All of this could amount to a prescription for delay. However, in my view, delay must be avoided if at all possible. The time for moving ahead is now. The Commission’s engagement with stakeholders was extensive and arguably unprecedented; its research represents a significant increment to previous knowledge —though much remains to be done; its review of the issues is comprehensive in scope, if sometimes controversial; and the issues are ripe for resolution.
Certainly, implementation will need to be staged and transitional measures put in place: pension plans organized and funded on some other basis will need time to adapt to the new requirements; pension professionals will have to refresh their understanding of the system and, in some cases, revise their strategies and routines; and personnel to staff the new agencies will have to be recruited, trained and deployed.

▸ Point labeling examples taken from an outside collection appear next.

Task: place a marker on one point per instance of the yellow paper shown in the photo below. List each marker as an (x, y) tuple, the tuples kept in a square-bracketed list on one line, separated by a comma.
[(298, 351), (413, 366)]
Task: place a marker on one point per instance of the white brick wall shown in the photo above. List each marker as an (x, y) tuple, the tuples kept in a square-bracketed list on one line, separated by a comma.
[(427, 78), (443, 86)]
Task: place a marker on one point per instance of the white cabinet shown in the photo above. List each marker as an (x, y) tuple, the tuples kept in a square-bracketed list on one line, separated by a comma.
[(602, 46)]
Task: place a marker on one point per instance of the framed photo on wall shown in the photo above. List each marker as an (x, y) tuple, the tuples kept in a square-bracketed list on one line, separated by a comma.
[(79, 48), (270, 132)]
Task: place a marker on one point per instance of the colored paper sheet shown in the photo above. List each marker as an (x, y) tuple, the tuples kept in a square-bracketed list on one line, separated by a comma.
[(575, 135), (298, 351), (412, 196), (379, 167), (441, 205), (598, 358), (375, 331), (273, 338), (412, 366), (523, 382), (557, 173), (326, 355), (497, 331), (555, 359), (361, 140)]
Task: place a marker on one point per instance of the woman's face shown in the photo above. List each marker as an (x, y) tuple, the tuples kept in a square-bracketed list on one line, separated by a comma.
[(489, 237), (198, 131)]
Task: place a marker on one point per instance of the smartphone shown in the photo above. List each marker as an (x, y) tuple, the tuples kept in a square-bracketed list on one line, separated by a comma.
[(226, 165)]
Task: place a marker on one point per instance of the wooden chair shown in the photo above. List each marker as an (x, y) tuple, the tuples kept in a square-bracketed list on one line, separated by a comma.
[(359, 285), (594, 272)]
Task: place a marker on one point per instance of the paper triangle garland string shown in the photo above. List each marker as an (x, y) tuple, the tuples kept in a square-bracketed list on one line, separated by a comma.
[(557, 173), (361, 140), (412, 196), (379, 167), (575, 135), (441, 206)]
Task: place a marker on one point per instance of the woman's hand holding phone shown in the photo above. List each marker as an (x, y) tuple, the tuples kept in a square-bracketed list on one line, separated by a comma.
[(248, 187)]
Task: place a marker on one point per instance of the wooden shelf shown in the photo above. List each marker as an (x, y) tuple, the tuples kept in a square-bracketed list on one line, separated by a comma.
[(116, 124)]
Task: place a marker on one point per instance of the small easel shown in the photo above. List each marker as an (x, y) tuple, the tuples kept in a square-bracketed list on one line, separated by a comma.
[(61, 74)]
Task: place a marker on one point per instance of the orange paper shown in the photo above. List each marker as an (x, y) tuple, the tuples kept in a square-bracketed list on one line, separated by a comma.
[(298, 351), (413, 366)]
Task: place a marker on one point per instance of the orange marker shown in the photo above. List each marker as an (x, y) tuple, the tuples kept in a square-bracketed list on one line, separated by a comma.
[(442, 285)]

And of course, some of the positive outcomes being promoted in the recommendations —innovation in plan design, for example — will take years or decades to become manifest. But these inherent delays provide all the more reason to begin to “get from here to there” as quickly as possible.
Recommendation 10-8 — The government should maintain momentum in pension reform by moving as rapidly as possible to determine whether or to what extent it wishes to implement the recommendations in this report. Having established its basic direction, the government should then identify issues for priority treatment. An early priority for the government should be to put in place appropriate agencies and officials who can carry forward the ongoing work of reform.
Recommendation 10-9 — The government should identify recommendations that will require phased implementation as well as transitional measures to allow stakeholders to bring themselves into compliance with the new regulatory regime over some reasonable period of time. However, it should be vigilant to ensure that arguments favouring phased implementation and transitional measures are not used to obstruct reforms that the government believes to be necessary and appropriate.